One of the most talented young bigs in the country, A.J. Hammons, came off the bench and played just 12 minutes against Northwestern. Hammons had gone for 19 points and 13 rebounds in the previous meeting, but this time, he had six points and three rebounds. It will be important to see how he responds to this. Hammons is a young player, and there is a fine line between pushing a young player and damaging his confidence. The Boilermakers play at Iowa on Wednesday. How Hammons responds will say a lot about him as a player, and as a person at this stage of his life.

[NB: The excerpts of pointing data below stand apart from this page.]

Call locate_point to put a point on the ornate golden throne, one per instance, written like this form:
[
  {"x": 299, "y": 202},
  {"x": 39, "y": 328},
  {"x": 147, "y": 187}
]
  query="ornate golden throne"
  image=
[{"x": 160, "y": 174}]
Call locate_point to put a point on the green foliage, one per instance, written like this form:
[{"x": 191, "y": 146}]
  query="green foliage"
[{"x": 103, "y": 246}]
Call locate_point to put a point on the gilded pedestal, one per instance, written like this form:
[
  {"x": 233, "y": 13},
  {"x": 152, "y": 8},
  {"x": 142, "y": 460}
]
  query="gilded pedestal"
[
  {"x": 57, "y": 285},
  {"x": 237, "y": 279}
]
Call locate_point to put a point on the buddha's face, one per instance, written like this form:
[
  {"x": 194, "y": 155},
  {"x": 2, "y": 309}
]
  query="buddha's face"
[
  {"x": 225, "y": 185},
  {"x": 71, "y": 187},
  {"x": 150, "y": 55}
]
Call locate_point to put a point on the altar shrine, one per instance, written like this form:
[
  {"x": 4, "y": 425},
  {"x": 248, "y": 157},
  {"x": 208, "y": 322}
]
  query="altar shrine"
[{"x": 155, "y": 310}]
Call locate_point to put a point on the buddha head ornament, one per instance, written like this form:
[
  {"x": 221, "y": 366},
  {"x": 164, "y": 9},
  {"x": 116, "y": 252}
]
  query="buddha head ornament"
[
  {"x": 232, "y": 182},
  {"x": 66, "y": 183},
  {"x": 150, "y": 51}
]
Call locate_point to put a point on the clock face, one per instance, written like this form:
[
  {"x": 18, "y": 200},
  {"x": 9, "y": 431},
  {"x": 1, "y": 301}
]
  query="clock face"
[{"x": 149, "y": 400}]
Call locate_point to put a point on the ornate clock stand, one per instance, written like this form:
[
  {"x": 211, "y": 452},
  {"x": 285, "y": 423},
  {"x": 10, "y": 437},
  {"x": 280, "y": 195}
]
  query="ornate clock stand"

It should also be noted that the man who started in Hammons’ place, Sandi Marcius, made a statement of his own. On Purdue’s first offensive possiession, Marcius got the ball down low and scored as though it was a regular occurrence. Marcius doesn’t score much — he’s been at Purdue for three years and has scored a total of 110 points. So the basket at the start of the game was more symbolic than anything. Marcius, like Johnson, was around for the good old days. He has put in his time. Though he is not as talented as Hammons, he gets the most of his talent. He had four points and three rebounds in 16 minutes on Sunday, about as much as can be expected. But every one of those 16 minutes cut into Hammons’ time.
Painter had a simple reason for benching Hammons, the Big Ten’s leading shot blocker in conference play: “I thought the last couple games, he didn’t play as hard as Sandi did.”
Painter then went further when describing his issues with Hammons: “He’s trying to play hard on Wednesday and Saturday. You’ve got to play hard every single day.”
Painter rarely rips a player in such a pointed manner. Hammons’ lack of effort has clearly gotten under his skin. Hammons has to understand that Painter was much more like Marcius than Hammons as a player at Purdue. Painter had to give his all to get onto the court, so Hammons’ lack of effort is a slap in the face, not only for the team right now, but for the player Painter was in his day. Hammons will play in the NBA someday, but he won’t play for Purdue until he plays the right way.
Johnson and Marcius are important players in the Purdue program because they are coming back next year. The upcoming freshman class is talented, and it needs to have clear leadership in place to emerge as the foundation is laid for a revival. I’ve watched Basil Smotherman play. Somebody’s starting job will be in jeopardy the minute he steps on campus. I’ve heard nothing but good things about Kendall Stephens and Bryson Scott. They need to know how to get it done. Johnson and Marcius, at least for a night, showed they might be ready to groom the next wave of talent.
We’ll see if they grow more comfortably into those roles. But for the first time in a while, it looked like the Purdue ship had captains.